'Les Dames D'Avignon' picked the lock of 'stationary Art', but Picasso then sold tickets to gain entry. Why? Because he wanted to be the ultimate locksmith to the Art world for the 20th century.I have lost faith in his need to dominate Art and I have to work quite hard to value his work and not see in his work an' indulgent misanthropism'. Perhaps his lust for recognition was the real pre-curser of Warhol ('Campbell's Soup'), another self-publicist deftly manipulating commercialism, and perhaps we can now see Duschamps (the toilet) as the true artistic genius (or piss take) of 21st centuries Conceptual Art.
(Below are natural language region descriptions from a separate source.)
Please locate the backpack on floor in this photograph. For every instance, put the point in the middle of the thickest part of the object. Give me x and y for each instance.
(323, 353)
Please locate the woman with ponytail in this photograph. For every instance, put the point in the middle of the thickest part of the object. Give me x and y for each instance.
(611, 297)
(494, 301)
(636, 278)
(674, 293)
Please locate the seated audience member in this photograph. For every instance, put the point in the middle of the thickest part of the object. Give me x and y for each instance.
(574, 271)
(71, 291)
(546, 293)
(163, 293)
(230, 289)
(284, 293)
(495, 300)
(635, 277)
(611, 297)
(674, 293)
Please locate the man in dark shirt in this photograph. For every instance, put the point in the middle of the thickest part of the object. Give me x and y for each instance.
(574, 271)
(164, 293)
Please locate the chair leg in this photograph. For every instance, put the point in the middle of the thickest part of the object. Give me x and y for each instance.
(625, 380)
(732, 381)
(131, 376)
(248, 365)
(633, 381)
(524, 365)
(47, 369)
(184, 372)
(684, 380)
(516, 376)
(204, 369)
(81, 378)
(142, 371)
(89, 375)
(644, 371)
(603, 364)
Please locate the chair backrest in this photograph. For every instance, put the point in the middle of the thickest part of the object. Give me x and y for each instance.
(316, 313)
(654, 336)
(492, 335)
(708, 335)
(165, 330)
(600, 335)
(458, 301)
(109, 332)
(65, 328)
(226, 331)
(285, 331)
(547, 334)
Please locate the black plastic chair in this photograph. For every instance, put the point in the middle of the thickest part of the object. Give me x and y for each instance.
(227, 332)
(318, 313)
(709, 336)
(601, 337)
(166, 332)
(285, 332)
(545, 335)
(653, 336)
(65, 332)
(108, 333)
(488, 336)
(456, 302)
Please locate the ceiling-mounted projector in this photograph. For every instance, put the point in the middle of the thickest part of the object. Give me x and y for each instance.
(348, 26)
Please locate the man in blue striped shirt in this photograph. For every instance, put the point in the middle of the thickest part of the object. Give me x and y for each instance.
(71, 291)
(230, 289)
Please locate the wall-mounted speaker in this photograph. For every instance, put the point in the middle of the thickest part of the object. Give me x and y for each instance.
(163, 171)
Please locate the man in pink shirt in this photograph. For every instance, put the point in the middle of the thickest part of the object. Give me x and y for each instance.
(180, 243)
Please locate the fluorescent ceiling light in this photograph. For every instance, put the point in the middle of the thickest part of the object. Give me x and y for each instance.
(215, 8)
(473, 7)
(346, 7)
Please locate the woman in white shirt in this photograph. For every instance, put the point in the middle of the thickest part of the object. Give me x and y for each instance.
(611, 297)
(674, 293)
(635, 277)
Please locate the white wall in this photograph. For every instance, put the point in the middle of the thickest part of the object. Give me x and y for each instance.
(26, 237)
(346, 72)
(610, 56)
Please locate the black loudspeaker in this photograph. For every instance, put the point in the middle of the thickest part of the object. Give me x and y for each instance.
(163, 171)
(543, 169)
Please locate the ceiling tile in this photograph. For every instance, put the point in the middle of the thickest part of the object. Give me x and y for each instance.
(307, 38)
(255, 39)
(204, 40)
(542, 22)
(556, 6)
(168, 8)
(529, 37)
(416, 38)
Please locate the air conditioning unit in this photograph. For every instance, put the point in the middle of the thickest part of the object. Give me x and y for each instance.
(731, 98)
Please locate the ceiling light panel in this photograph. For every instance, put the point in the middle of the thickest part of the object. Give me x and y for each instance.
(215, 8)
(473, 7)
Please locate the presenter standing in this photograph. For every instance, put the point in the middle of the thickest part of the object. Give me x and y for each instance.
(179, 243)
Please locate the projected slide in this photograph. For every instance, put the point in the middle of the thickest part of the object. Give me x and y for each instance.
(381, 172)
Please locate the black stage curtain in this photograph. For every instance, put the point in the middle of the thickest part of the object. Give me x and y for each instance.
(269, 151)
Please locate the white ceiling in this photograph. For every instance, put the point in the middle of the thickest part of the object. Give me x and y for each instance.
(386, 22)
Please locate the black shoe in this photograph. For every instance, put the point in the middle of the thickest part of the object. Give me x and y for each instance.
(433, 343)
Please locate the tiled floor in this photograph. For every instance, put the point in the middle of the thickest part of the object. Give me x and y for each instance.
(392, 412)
But try as I may, I can't ignore Picasso's hubris or his plagiarism or his habit of furthering possibilities beyond Cubist radicalization.
Just as Picasso horrified most of Parisian sensibilities with African masks painted on Cubist paintings, so he was trying to warn Europe of the imperial explosion that entrenched the debacle of the Ist world War. His paintings however represented the clash of cultures and the clattering of modern instruments of destruction shrouded in the contempt he had towards Western culture, whilst misappropriating African Art as the currency of violence and degeneracy that forewarned the world of the War and augmented it.
In aesthetic terms, Picasso personified a world of darkness and hatred in a a primordial attempt to represent the world in trauma and agony - does this seem to be a positive representation of African masks that had a functional as well as artistic value? No! Modernism sacrificed African work for Western bastardization of African Art. Cultural imperialism had never so explicitly spawned itself within the early 20th century scene. But for the 'Atlantic enlightenment' (American patrons of Art), Impressionism would have died at its birth from the wounds of spiteful Parisian Art critics, and then Picasso would have been ignored. This is one way that nascent America changed outcomes for global benefit, another was the Spanish flu that American soldiers brought to the War in 1918 that did the exact opposite; perhaps that 'double-edged sword' cursed progress.
So , is it possible to argue that modernism brought more misery than it did offering hope? Was modernism a war too? Can we now understand why 21st century Art world has suppressed the medium of Painting because it was the main medium that weaponized to destroy more than it created? Did it become a 'secular religion' of confrontation?As we recover from the dark times of the Cold War is it now possible to wrench modernism from yesterday's cynicism? If we can, is it possible to see that semi-abstract and abstract images adorn our modern 21st century world on every advert or social media experiences, and these images are progressive in our own homes? Sure, back-channeling of Conceptual Art maintains its supremacy, but has Modernistic imagery ever been so popular and functional? The west has its own 'African Mask' that redeems us from the shadows of ignorance and prejudice.....it's called modernism of the 21st century!